Introduction
We back smart people who use their intelligence to create intellectual property that supercharges our businesses. Proprietary information or knowledge, even if only for a few short years, allows these companies to build and scale.
But the ground rules are changing because of AI.
In Phase 1, AI builds efficient systems: more, cheaper, faster, better. The value of content starts trending toward zero. The value of labor also trends toward zero. Productivity goes through the roof.
In Phase 2, AI builds AI: efficiency applied to AI engineering itself. In a year or two, most next-generation foundational models (Grok, OpenAI, DeepSeek, Manus, etc.) will be significantly developed by their current versions. Pretty soon, full recursion begins in AI construction. The value of knowledge itself tends toward zero.
What? Yes, think about it: it will soon be hard for governments to issue patents when we can generate significant novelty with five minutes of compute. The economic value of knowledge starts to move toward zero.
Phases 1 and 2 will combine to commoditize intelligence. All investments in AI tech—and often in layers built on top of foundational models—will become cost-plus, utility-like businesses. Even intelligence itself will be commoditized.
For example, in Phase 1, imagine you invest $50 million to build the world’s best AI lawyer. When Phase 2 arrives, a new competitor could simply instruct an AI to clone your AI lawyer, creating one that’s nearly identical—or perhaps even better—than your carefully crafted version.

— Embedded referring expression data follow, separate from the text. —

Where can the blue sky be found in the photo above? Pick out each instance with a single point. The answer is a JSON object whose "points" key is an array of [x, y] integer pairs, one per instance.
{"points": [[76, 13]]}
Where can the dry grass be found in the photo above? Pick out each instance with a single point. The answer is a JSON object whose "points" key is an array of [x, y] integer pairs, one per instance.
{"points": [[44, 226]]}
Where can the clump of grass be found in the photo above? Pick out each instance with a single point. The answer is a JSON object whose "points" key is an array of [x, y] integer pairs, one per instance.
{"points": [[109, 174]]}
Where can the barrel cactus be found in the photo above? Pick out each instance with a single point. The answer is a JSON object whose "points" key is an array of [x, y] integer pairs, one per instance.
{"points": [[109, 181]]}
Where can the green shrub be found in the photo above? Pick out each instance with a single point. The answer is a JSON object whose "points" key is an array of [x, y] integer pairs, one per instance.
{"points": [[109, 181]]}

Another example: Midjourney generated $50 million in its first year and $200 million in 2023. But pundits are questioning its future as its functions are absorbed into foundational models. What it does is being commoditized.
Now what? It took me some time mulling over this question: Can we still build sustainably differentiated companies? And if so, what would be the nature of that sustainability?

I have one answer so far. I suspect it might be the only answer (though friends disagree): Proprietary Information on People (PIoP).
Why? PIoP enables you to deliver superior products and services tailored to those people.
You can obtain PIoP in one of two ways:
- Spy on people (accumulate observational data).
- Earn people’s trust, and they willingly give you the information.
Option 1 yields inferior-quality information and isn’t a sustainable model if people have a choice.
So, I think option 2—building trust relationships with your audience—is the only way to create sustainably defensible businesses in the long haul.
This leads to Phase 3: AI builds trust relationships. If we conduct a proper game-theoretic analysis of the conditions, we might realize this has to happen.
There are many details to flesh out over time. I suspect your imaginative mind will conjure countless visions of the future from here.
I started this journey with a simple question: How do I effectively invest in a world with AI? I didn’t expect to come full circle and conclude that we must return to building businesses that foster trust relationships. This isn’t just because it’s what I want or hope for (though I do). It will happen because the conditions of commoditized intelligence will drive our business models in a free market toward that direction. Unsurprising, perhaps. It’s pushing our businesses to prioritize what matters most to us all: trust relationships.